ぼくがきみの笑顔を望んだのは、きみの歩む人生が幸福で満ちますようにという願いだったのに、ぼくがきみの笑顔を望んだばかりに、きみの泣く場所を奪ってしまった。それはきみの幸せをもっともっと遠くに追いやってしまったのかもしれない。
きみはいつでも笑っていて、ぼくは「泣けよ」と声をかけるときみは困ったように微笑む。懲りずに何度も何度も繰り返すと、きみは「きみにはお見通しだなぁ」と一筋の涙を流した。久しぶりに見た涙はキラキラと輝いていて、ぼくはこの世で一番の美しさを知ったような気にさえなった。
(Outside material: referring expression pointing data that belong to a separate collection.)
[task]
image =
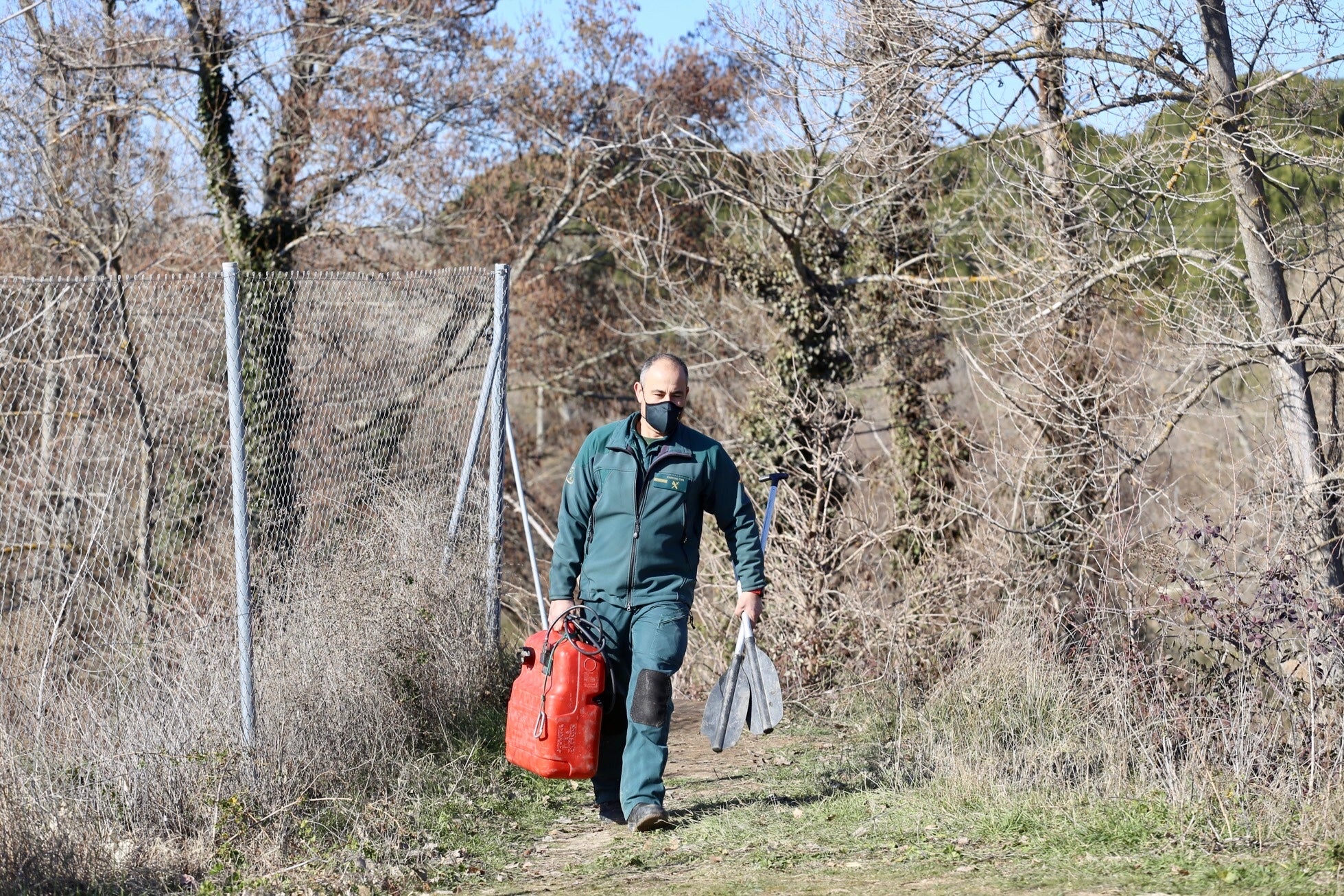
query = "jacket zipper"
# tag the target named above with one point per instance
(641, 489)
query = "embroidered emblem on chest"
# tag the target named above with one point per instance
(671, 482)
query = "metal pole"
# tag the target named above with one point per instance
(495, 502)
(242, 576)
(527, 523)
(473, 443)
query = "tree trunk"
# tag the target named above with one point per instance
(1269, 290)
(1061, 207)
(270, 408)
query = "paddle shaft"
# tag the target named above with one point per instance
(745, 637)
(748, 630)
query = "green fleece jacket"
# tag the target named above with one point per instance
(632, 513)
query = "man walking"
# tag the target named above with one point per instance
(629, 537)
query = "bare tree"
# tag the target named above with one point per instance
(78, 168)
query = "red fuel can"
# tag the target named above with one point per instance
(556, 709)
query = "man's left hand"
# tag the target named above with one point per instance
(751, 604)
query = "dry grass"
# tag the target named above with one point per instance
(366, 661)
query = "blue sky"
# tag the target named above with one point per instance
(661, 21)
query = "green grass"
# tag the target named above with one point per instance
(821, 823)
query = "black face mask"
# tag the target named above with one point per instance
(663, 416)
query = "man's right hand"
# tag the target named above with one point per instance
(557, 609)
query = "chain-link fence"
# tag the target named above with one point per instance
(117, 552)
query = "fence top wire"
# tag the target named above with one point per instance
(430, 273)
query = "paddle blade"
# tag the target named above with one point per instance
(741, 702)
(766, 708)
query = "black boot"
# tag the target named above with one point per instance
(650, 817)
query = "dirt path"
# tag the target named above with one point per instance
(700, 782)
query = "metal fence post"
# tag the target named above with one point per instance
(242, 574)
(495, 504)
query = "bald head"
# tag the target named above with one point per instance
(663, 378)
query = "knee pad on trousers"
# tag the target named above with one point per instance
(652, 694)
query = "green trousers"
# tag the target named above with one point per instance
(644, 648)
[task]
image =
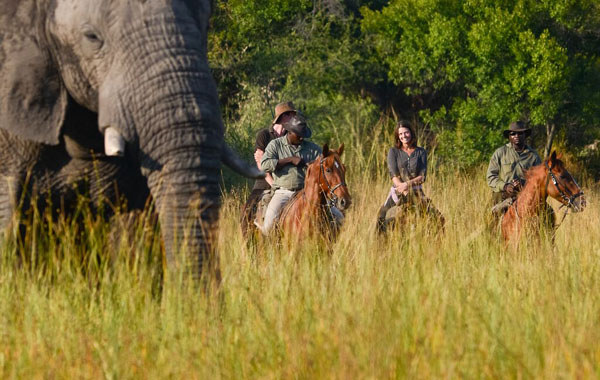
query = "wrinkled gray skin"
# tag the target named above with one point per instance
(71, 68)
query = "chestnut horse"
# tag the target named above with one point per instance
(309, 211)
(550, 178)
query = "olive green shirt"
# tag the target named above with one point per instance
(507, 165)
(289, 177)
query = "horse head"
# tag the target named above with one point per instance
(332, 177)
(561, 185)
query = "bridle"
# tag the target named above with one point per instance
(568, 197)
(328, 191)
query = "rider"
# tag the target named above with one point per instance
(285, 159)
(506, 171)
(407, 164)
(283, 112)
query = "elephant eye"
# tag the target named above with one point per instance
(92, 37)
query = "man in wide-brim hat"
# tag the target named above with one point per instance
(515, 128)
(506, 171)
(283, 112)
(285, 159)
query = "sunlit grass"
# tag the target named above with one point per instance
(77, 304)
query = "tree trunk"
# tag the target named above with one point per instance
(550, 132)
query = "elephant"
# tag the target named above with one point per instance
(114, 99)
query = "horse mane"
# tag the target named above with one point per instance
(538, 169)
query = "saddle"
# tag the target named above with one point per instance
(263, 203)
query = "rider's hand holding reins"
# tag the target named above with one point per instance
(296, 161)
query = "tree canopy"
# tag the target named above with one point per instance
(462, 70)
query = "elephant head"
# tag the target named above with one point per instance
(140, 68)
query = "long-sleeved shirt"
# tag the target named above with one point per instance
(289, 177)
(405, 166)
(507, 165)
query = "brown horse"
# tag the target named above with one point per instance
(550, 178)
(309, 212)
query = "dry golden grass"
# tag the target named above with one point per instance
(415, 305)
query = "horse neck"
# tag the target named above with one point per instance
(313, 195)
(533, 196)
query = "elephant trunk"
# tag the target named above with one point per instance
(179, 132)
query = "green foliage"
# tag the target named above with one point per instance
(461, 70)
(486, 63)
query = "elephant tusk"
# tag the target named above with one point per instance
(230, 158)
(114, 143)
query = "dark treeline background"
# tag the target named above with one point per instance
(459, 70)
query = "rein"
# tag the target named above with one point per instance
(566, 198)
(328, 191)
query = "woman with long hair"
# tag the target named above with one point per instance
(407, 164)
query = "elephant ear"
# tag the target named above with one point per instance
(33, 100)
(201, 11)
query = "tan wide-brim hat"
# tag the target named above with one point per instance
(298, 125)
(282, 108)
(517, 126)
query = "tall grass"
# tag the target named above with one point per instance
(78, 304)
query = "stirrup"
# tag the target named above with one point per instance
(499, 208)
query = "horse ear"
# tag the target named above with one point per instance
(33, 99)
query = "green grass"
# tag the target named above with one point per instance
(76, 305)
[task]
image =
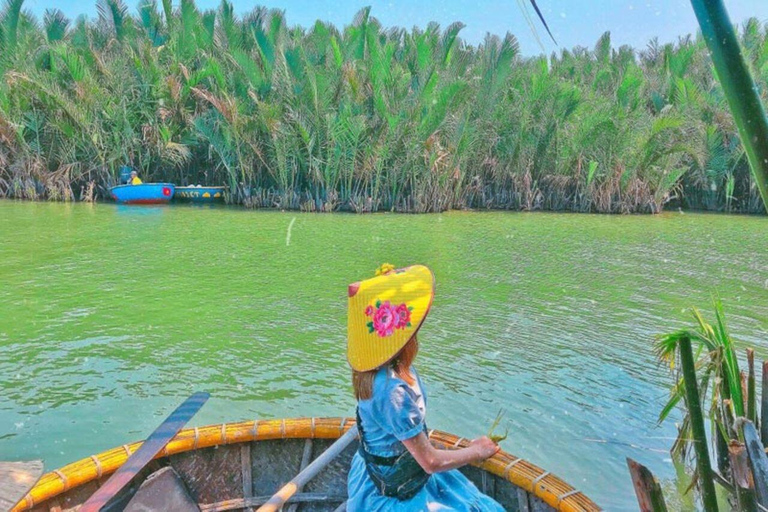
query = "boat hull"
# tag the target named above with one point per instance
(240, 465)
(146, 193)
(199, 194)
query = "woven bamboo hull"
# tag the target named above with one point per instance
(239, 465)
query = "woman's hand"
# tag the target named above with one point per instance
(484, 447)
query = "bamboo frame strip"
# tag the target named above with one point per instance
(507, 466)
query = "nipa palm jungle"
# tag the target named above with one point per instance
(363, 117)
(583, 343)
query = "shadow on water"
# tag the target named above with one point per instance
(133, 211)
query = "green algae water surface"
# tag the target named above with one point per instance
(110, 316)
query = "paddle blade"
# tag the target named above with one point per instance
(146, 452)
(16, 479)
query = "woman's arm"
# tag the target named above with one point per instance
(433, 460)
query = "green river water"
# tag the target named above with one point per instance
(110, 316)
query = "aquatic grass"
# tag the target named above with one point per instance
(362, 117)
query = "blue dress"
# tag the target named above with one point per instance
(395, 413)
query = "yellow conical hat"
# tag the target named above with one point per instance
(385, 312)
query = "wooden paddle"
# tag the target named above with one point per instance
(16, 479)
(146, 452)
(280, 497)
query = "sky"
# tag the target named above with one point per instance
(573, 22)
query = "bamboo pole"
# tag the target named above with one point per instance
(647, 488)
(764, 405)
(743, 483)
(751, 388)
(740, 89)
(279, 499)
(706, 478)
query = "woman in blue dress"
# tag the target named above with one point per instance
(396, 467)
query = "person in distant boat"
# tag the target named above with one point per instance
(396, 467)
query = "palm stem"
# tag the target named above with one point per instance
(740, 89)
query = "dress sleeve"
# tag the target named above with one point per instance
(401, 414)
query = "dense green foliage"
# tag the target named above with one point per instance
(364, 118)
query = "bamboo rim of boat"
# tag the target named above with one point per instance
(529, 477)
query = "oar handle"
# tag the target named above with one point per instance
(288, 490)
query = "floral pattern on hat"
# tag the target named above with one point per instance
(386, 317)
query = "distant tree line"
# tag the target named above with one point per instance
(363, 118)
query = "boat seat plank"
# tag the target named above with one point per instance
(305, 498)
(162, 490)
(306, 458)
(506, 493)
(539, 505)
(333, 479)
(274, 463)
(211, 474)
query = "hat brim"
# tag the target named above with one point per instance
(413, 288)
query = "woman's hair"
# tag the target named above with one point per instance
(362, 382)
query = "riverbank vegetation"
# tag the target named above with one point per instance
(708, 383)
(363, 118)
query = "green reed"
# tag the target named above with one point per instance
(363, 117)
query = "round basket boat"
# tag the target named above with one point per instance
(238, 466)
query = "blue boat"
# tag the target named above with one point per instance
(197, 194)
(146, 193)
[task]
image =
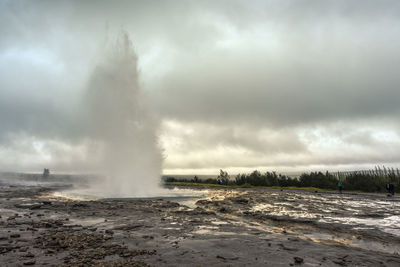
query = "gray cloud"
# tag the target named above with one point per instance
(249, 78)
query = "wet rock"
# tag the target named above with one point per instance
(298, 260)
(31, 206)
(223, 210)
(110, 232)
(28, 255)
(241, 200)
(80, 205)
(30, 262)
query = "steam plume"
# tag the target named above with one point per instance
(120, 122)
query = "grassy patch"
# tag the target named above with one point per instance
(251, 186)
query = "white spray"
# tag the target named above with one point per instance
(122, 127)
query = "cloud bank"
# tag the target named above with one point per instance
(286, 85)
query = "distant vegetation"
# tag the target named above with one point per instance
(366, 181)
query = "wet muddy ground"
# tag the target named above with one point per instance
(225, 228)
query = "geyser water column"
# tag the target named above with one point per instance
(123, 131)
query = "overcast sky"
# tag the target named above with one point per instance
(238, 85)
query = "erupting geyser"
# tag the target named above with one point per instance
(122, 128)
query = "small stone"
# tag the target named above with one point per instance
(110, 232)
(30, 262)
悲しい理由をぽつりぽつり。聞いてるとこちらまで苦しくなって、きみの笑顔を曇らすすべてが憎らしくなる。次第にきみはぼくの前では素直に笑って泣いてを繰り返すようになり、ぼくはまた、きみの笑顔だけを望んだけど、それもきみに無理をさせたいわけじゃない。
どうしたらきみの歩む人生は幸福だけで埋め尽くされるのだろう。子どもの頃、アニメに出てくるスーパーマンを一緒に見たときだけは、ずっと無邪気に笑っていた日々が頭をよぎった。